- Santa Clara Location within Panama
- Coordinates: 8°50′0″N 82°45′30″W﻿ / ﻿8.83333°N 82.75833°W
- Country: Panama
- Province: Chiriquí
- District: Renacimiento
- Established: April 30, 2003

Area
- • Land: 67 km^{2} (26 sq mi)

Population (2010)
- • Total: 2,642
- • Density: 39.5/km^{2} (102/sq mi)
- Population density calculated based on land area.
- Time zone: UTC−5 (EST)

= Santa Clara, Chiriquí =

Santa Clara is a corregimiento (subdistrict) in Renacimiento District, Chiriquí Province, Panama. It has a land area of 67 sqkm and had a population of 2,642 as of 2010, giving it a population density of 39.5 PD/sqkm. The corregimiento was created by Law 41 of April 30, 2003.

The area includes a transient population of Ngöbe and other indigenous people who labor in the fields. It is located approximately 12 mi northwest of Volcán. Rio Sereno, the governmental seat of the Renacimiento district, and the Costa Rican border are about 6 kilometers to the west.

Its primary source of income is coffee, supplemented by other crops. It is home to Cafe Duran (whose coffee is widely distributed in Panama), Finca Hartman, Cafe Balboa and Cafe Flor de Chiriquí, and some APAASAC producers of organic, shade grown coffee. The rich volcanic soil also produces plantains, various types of beans, oranges, avocados and more.

==Climate and natural resources==
Santa Clara receives ample rainfall, estimated at 4 m per year. The rainy season extends from April through mid-January. At an altitude of 1200 m, the area is cooler than coastal Panama. Temperatures range from 20 to 30 C.

The Mesoamerican Biological Corridor (in Spanish Corridor Biológico Mesoamericano) passes nearby. As a result, the area attracts a wide variety of migrating birds. The Chiriquí Highlands, in which Santa Clara is located, forms part of the Talamanca Mountain Range.

==Government==
Santa Clara has a representative in the regional government of Renacimiento located in Río Serreno.

==Infrastructure==
Santa Clara has electrical service which reaches most houses. The water system is near universal as well; major improvements were made in 2010. Trash service is provided through the regional government, but this started only in 2010. Prior to this, locals burned or buried their trash, including plastic and glass. The area is served by a winding road that goes to the communities of Río Sereno in the west and Volcán to the east.

==Health==
The community has a health center staffed once a week by nurses. Every other month doctors hold a clinic. There is a larger clinic in Rio Sereno. The nearest hospital is in David, more than an hour away by ambulance. There is no helicopter service.

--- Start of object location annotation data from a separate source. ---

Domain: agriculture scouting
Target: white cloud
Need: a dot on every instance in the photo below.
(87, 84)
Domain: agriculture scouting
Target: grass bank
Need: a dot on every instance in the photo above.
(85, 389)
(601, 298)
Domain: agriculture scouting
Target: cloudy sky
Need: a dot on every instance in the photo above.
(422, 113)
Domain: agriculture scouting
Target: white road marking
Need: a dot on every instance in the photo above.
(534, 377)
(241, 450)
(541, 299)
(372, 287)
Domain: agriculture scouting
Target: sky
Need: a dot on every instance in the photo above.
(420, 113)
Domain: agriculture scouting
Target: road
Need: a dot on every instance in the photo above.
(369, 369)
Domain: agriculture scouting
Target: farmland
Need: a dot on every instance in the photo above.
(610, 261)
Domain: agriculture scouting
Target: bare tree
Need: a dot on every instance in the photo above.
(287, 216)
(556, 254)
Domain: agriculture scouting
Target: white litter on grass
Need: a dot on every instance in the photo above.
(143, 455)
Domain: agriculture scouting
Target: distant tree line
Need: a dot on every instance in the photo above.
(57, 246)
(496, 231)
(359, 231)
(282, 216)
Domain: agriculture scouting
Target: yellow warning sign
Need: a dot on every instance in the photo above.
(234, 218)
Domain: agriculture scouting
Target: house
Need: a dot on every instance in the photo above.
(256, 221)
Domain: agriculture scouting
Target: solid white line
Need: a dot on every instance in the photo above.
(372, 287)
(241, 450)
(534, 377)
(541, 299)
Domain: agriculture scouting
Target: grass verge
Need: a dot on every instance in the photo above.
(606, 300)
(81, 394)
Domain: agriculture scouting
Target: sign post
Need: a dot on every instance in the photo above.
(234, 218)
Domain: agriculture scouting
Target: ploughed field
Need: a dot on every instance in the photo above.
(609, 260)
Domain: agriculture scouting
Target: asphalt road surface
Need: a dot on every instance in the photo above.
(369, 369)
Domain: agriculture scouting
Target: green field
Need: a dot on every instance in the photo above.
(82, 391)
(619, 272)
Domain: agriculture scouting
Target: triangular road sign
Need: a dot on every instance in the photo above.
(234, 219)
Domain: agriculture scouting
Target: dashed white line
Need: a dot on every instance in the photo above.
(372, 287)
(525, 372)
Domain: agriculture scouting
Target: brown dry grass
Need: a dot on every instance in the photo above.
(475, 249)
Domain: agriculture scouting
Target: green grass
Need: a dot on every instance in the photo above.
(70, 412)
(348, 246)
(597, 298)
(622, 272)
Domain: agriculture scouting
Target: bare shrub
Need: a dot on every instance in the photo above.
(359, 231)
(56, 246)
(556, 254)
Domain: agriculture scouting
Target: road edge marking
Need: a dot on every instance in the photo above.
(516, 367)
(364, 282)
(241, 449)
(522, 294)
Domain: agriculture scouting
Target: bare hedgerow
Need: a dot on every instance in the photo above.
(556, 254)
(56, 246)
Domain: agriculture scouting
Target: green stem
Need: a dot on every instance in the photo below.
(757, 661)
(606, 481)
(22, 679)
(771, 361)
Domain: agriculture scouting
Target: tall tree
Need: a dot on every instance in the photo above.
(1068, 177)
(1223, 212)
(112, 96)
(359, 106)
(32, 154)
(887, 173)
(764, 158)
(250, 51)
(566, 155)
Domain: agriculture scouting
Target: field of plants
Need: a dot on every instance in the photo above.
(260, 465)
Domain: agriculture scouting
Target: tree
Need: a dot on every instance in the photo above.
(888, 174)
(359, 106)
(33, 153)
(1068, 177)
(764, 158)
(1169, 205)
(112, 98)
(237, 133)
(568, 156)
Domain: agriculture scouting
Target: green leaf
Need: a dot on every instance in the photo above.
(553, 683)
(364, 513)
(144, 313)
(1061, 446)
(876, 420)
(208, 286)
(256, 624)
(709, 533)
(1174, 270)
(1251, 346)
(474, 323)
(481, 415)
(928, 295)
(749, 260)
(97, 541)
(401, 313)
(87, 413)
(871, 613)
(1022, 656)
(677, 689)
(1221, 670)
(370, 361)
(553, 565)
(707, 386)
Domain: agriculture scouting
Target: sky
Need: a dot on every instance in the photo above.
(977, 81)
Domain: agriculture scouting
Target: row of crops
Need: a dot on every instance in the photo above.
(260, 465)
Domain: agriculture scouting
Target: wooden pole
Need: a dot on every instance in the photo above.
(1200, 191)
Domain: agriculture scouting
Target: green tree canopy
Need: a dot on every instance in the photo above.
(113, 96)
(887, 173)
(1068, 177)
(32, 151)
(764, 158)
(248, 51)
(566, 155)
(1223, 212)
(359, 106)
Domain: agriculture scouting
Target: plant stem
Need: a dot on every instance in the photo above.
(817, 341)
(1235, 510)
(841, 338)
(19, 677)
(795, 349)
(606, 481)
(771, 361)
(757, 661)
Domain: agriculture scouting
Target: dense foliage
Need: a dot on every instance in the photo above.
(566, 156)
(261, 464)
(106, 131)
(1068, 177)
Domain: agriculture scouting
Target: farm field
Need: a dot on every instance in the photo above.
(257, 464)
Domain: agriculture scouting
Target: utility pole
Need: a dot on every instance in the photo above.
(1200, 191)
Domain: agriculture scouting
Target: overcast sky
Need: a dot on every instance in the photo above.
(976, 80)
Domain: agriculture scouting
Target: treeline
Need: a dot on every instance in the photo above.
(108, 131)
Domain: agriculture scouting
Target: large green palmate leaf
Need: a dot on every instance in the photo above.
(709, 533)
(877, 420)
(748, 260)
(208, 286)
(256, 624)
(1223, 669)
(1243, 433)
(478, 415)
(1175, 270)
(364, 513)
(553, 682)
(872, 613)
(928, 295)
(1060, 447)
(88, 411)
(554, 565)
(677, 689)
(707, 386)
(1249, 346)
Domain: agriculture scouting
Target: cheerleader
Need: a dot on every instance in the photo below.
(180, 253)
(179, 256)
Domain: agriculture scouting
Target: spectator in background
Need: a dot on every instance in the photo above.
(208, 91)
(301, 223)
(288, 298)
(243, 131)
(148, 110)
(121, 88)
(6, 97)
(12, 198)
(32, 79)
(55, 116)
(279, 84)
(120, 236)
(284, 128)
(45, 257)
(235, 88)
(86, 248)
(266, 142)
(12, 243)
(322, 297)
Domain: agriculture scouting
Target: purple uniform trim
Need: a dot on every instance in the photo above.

Locals report some early teen pregnancy and some churches have sponsored sex education talks organized by Peace Corps volunteers.

==Transport==
Santa Clara is served by taxis from Río Sereno, private vehicles and buses. Buses leave Sereno for David about every 45–50 minutes, with exceptions due to a variety of reasons. Buses are of the type called 'Coasters', seating about 24 people but at often filled with standing passengers. Fares to David as of 2010 are $3.90 and take 21/2 hours, to Volcan $1.90, taking 45 minutes. Both trips involve travel on the very windy, hilly road between Santa Clara and Volcán.